UK Sanctions Five, “Flexing” Post-Brexit Autonomy
Public funds reportedly spent on items such as luxury yachts, private jets, and a diamond-encrusted glove worn by Michael Jackson prompted the UK Foreign Office to impose new sanctions.
Last Thursday, British Foreign Secretary Dominic Raab announced new sanctions aimed at five high-ranking officials and businessmen in Equatorial Guinea, Zimbabwe, Venezuela, and Iraq.
The news comes amid a broader push by Britain to become a major player on the global sanctions front. In April, the country announced the first asset freezes and travel bans under its new Global Anti-Corruption regime, targeting 22 individuals from places such as Russia, South Africa, and Latin America.
Dr. Anna Bradshaw, a partner at economic sanctions consultant Peters & Peters, described the latest actions as “the most recent example of how the UK is flexing its muscles on the world sanctions stage.”
Britain is making use of its newly obtained ability to impose restrictions on foreign entities. Before leaving the European Union, the UK was bound by the bloc’s rules which require unanimous approval of all 27 members before introducing any sanctions. And even if all EU states favor such a measure, it rarely leads to concrete action as the union lacks enforcement authority.

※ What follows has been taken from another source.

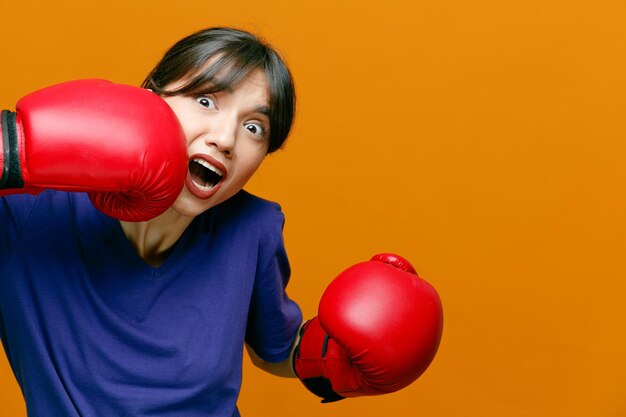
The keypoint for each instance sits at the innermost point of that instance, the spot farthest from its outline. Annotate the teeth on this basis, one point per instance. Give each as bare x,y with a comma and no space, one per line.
206,187
208,166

According to the official release by the Foreign, Commonwealth & Development Office, the latest restrictions target individuals involved in “serious corruption,” which has “deprived developing countries of vital resources.” The five sanctioned are Teodoro Obiang Mangue, Kudakwashe Regimond Tagwirei, Alex Nain Saab Morán, Alvaro Enrique Pulido Vargas, and Nawfal Hammadi Al-Sultan.
Teodoro Obiang Mangue, Equatorial Guinea’s vice president and son of current president, has allegedly spent $500 million of misappropriated funds since first taking public office in 1998. His reported purchases include a $100 million mansion in Paris, a private jet, luxury yachts and cars, and a $275,000 diamond-encrusted glove worn by Michael Jackson during his ‘Bad’ tour. Despite Equatorial Guinea’s large oil reserves, more than three quarters of its population lives in poverty. In response to the sanctions the country closed its UK embassy.
Kudakwashe Regimond Tagwirei is a Zimbabwean businessman whose company Sakunda Holdings allegedly redeemed Government Treasury Bills at ten times their official value, accelerating the devaluation of Zimbabwean currency. This reportedly increased the price of essentials for the country’s citizens and led to macroeconomic instability.
Venezuelan President Nicolas Maduro’s envoy Alex Nain Saab Morán and his associate Alvaro Enrique Pulido Vargas were also sanctioned for their alleged embezzlement of public funds by improperly granting contracts as part of Venezuela’s public programs. The scheme is said to have caused a serious price inflation of basic foodstuffs for the country’s already poverty-stricken population. Saab is currently detained in Cape Verde and may face extradition to the United States for his reported role in helping Maduro evade US sanctions.
Nawfal Hammadi Al-Sultan, former governor of Nineveh province, Iraq, was sanctioned for allegedly misappropriating public funds intended for reconstruction after the Da’esh occupation and consequent fight to liberate the province. Al-Sultan is currently in prison, serving a five-year sentence for participation in corruption schemes involving fictitious public works.
Some experts describe Britain’s recent moves as an attempt to align with non-EU partners like the US and Canada, which have been employing sanctions as part of their foreign policy. In fact, soon after the announcement of the latest UK restrictions, US Treasury Secretary Janet Yellen and Secretary of State Antony Blinken issued a joint statement commending the decision.
But critics warn against the spread of this type of measure, arguing there’s little evidence of its effectiveness in deterring corruption and achieving policy goals.
In any case, the short-term expansion in the use of sanctions as a geopolitical tool seems inevitable, highlighting the need for proper due diligence of potential business partners.